Ukraine can also anticipate probing along the fronts in Kherson, Luhansk, and Donetsk Oblasts to identify weak points in Ukrainian defenses for exploitation, and testing of air defense networks with drones to locate key weapon and radar sites for future targeting. In addition, Wagner Group mercenaries will likely be repositioned to the supporting effort in the south to deemphasize Prigozhin’s success and minimize interaction with the Russian Army.
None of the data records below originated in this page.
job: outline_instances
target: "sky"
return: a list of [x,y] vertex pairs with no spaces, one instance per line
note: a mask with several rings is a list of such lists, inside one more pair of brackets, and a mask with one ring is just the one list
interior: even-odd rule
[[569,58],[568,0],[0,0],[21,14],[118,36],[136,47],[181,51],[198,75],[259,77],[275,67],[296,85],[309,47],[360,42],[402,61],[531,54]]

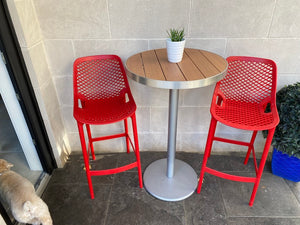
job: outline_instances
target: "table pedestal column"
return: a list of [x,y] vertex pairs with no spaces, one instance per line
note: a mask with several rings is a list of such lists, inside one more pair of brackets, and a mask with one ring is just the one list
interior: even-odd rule
[[146,190],[158,199],[180,201],[192,195],[198,180],[194,169],[175,159],[179,90],[169,96],[168,158],[151,163],[144,173]]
Kyiv can expect artillery, cruise missile and drone strikes will initiate the offensive, only this time residential neighborhoods will be replaced with the capital city, governance, military headquarters, troop formations, communication nodes, the electrical grid, and key weapon systems they can identify. Zelensky and HIMARS, undoubtedly, will top that list. The goal will be to either decapitate or blind Ukrainian leadership, cut off communications, and set conditions for the ground assault. Mass and simplicity, slow and deliberate – relentless pressure. 500,000 warm Russian bodies disguised as soldiers and a complete disregard for human life, be it Russian or Ukrainian.
No time to waste
The U.S. and NATO can no longer wait for optimal conditions on the ground to introduce new weapon systems and munition suites that can enable Ukraine to more effectively maneuver and interdict Russian forces. Kyiv must not be forced into fighting from a static defense. Waiting for the fight to come to them is not an option. Let Russia refight the Somme. Ukraine is deserving of fighting in the 21st century.
The Russian military has proven it has difficulty hitting moving targets, so Kyiv must play to its strength. Ukraine must maneuver, thereby dictating their own terms on the battlefield, and fight in locations of their choosing and making Russia react to their movements. That also means hitting Russian targets before they can arrive on active battlefields, affording no sanctuary and no quarter. The battle cannot be contained to just within the borders of Ukraine – it extends to Russian presence and threat.
This is not a Call of Duty game. Putin’s zombies are very real, and they are increasingly coming out of his shadow to kill Ukrainians. Moreover, the Kremlin is not likely to wait for the latest $2 billion tranche of military aid from the U.S. to reach Ukraine. The need is now because the crucial fight for Ukraine’s survival and independence is now.
President Biden continues to convey to Zelensky and our NATO partners the same message: “The United States, standing shoulder-to-shoulder with our Allies and partners, is going to continue to do all we can to support Ukraine… to defend its sovereignty and territorial integrity.” That is true, but Biden needs to understand that sometimes the best defense is a strong offense. Especially against a faltering Russian military. It is time for NATO to empower Ukraine to go on the offensive. Zelensky and his fellow Ukrainian citizens have more than earned that right.
All is not quiet on the eastern front in Ukraine. It is getting very, very loud and this weird war is about to get even darker.
The opinions expressed in this article are the authors’ and not necessarily those of Kyiv Post.